Dans une ambiance chaleureuse, le café auvergnat Lou Pascalou de Ménilmontant (Paris) a accueilli, samedi 10 décembre, une soirée Indonésie introduite par Kassia Aleksic qui prépare une thèse de doctorat d’anthropologie dans l’archipel.
En première partie, Fanny Thoret, interprète et traductrice indonésien-français, a présenté un court métrage, Buruh Seni (« Artiste ouvrier »), d’Eden Junjung sur le travail de Digie Sigit, praticien du street art (art de rue) et musicien. « DS » y expose sa conception du lien entre art, artiste et société, sur le sens et la forme de son engagement auprès des exploité.e.s.
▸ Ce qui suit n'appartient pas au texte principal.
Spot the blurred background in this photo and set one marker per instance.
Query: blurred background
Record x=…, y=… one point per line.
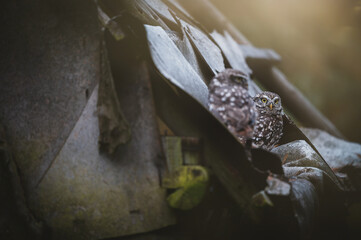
x=320, y=43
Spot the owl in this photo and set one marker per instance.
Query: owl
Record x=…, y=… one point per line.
x=231, y=103
x=269, y=123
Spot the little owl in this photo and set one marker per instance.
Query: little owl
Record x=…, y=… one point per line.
x=269, y=123
x=231, y=103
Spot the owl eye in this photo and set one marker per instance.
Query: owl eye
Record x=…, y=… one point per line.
x=237, y=79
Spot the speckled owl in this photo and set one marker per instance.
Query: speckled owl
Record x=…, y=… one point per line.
x=269, y=123
x=231, y=103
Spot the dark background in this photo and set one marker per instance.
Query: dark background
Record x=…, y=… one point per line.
x=320, y=43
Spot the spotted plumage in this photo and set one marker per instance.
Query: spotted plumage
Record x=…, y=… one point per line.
x=231, y=103
x=269, y=123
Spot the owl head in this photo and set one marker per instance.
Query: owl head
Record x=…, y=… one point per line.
x=232, y=77
x=268, y=102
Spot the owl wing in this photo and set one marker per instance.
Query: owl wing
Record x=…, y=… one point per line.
x=234, y=107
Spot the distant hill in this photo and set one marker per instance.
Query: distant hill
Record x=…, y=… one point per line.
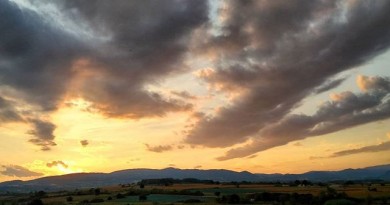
x=89, y=180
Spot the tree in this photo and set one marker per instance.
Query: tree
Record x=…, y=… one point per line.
x=142, y=197
x=217, y=193
x=35, y=202
x=97, y=191
x=69, y=198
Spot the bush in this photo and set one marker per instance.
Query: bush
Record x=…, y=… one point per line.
x=120, y=196
x=190, y=201
x=69, y=199
x=142, y=197
x=35, y=202
x=96, y=200
x=339, y=202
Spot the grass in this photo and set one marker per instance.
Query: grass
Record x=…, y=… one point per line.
x=355, y=191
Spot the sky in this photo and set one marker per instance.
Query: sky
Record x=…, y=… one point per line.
x=266, y=86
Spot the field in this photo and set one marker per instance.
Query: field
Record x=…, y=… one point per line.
x=197, y=193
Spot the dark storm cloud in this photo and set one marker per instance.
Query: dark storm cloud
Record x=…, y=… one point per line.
x=384, y=146
x=328, y=85
x=278, y=53
x=18, y=171
x=8, y=112
x=43, y=133
x=84, y=143
x=158, y=148
x=184, y=95
x=344, y=111
x=105, y=52
x=56, y=163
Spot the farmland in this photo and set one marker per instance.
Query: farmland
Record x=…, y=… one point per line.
x=359, y=193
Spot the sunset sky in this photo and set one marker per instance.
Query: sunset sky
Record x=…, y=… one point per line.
x=264, y=86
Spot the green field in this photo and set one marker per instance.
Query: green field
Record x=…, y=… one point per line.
x=211, y=194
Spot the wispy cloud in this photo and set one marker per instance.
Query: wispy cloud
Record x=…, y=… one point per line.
x=18, y=171
x=84, y=143
x=280, y=61
x=384, y=146
x=158, y=148
x=57, y=163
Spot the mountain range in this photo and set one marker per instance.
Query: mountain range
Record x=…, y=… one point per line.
x=89, y=180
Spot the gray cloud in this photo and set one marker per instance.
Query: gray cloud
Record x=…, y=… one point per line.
x=7, y=112
x=384, y=146
x=54, y=50
x=344, y=111
x=84, y=143
x=158, y=148
x=184, y=95
x=277, y=58
x=18, y=171
x=56, y=163
x=43, y=134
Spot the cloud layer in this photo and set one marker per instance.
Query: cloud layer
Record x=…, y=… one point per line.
x=104, y=52
x=275, y=54
x=18, y=171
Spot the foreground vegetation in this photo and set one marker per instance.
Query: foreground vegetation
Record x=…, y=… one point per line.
x=169, y=191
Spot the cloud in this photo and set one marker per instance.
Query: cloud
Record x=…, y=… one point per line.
x=344, y=111
x=384, y=146
x=184, y=95
x=297, y=144
x=56, y=163
x=84, y=143
x=65, y=49
x=8, y=112
x=158, y=148
x=18, y=171
x=43, y=133
x=275, y=61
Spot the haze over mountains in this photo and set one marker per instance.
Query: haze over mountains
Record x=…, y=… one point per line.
x=89, y=180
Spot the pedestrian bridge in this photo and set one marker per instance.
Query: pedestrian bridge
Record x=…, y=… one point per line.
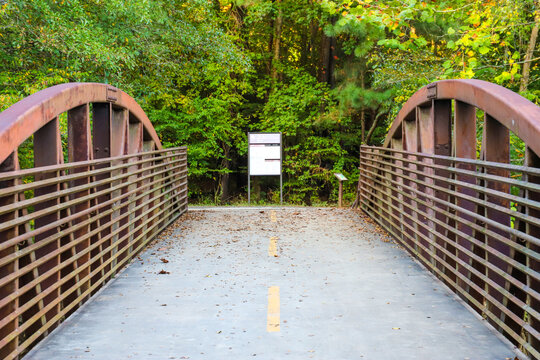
x=100, y=259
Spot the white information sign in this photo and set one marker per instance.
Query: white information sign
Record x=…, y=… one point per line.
x=264, y=158
x=264, y=154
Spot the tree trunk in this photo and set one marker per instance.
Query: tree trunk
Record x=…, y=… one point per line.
x=530, y=50
x=363, y=111
x=327, y=58
x=374, y=125
x=276, y=44
x=324, y=67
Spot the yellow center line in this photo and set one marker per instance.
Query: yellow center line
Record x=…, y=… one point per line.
x=272, y=323
x=273, y=217
x=272, y=246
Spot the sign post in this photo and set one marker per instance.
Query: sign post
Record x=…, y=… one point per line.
x=264, y=158
x=341, y=179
L’image d’une « Che Marsinah », béret sur la tête et cheveux rebelles à la Guevara, ponctue toute son activité artistique. Marsinah est en effet devenue un symbole tant pour les combats sociaux que pour les féministes « de lutte de classe » (pour reprendre une formule française). Ouvrière dans une entreprise, elle avait participé à une grève, puis protesté auprès des militaires après l’arrestation de treize de ses camarades, forcées à signer des lettres de démission. Kidnappée, elle est morte sous la torture. Son corps a été retrouvé le 8 mai 1993, jeté au bord d’une rizière.
Pour la seconde intervenante, Ikapratiwi Mutiara (« Ika » pour faire court), Marsinah est bel et bien un symbole important. Ika appartient en effet à l’organisation Perempuan Mahardhika (Femmes libres) dont l’essentiel d’une activité multiforme se fait avec les ouvrières d’industrie. Elle leur permet de s’exprimer grâce à la création d’une radio militante et d’aborder entre elles des sujets tabous, comme le harcèlement sexuel auquel elles se trouvent confrontées dans le monde du travail ou les discriminations dont elles sont victimes dans la société.
Grâce à l’expérience accumulée par Perempuan Mahardhika, Ika nous a permis de mieux comprendre les liens, dans le contexte indonésien, entre revendications de classe et de genre. Pendant la discussion, elle a aussi pu présenter les nombreux réseaux de lutte LGBT.
L’audience était agréablement composite : des Indonésiennes réfugiées en France pour fuir la dictature Suharto (1965-1998), quelques Indonésiens de passage à Paris, des Français de tous âges, dont des jeunes – issus de l’immigration ou pas – et un couple tendrement amoureux…
La plupart d’entre nous étaient liés à l’Asie et au travail mené avec constance et ténacité – depuis de longues années – par le Réseau Indonésie. En effet, un rassemblement de solidarité Syrie se tenait au même moment à Paris, ce qui a un peu réduit l’assistance (une petite quarantaine de personnes).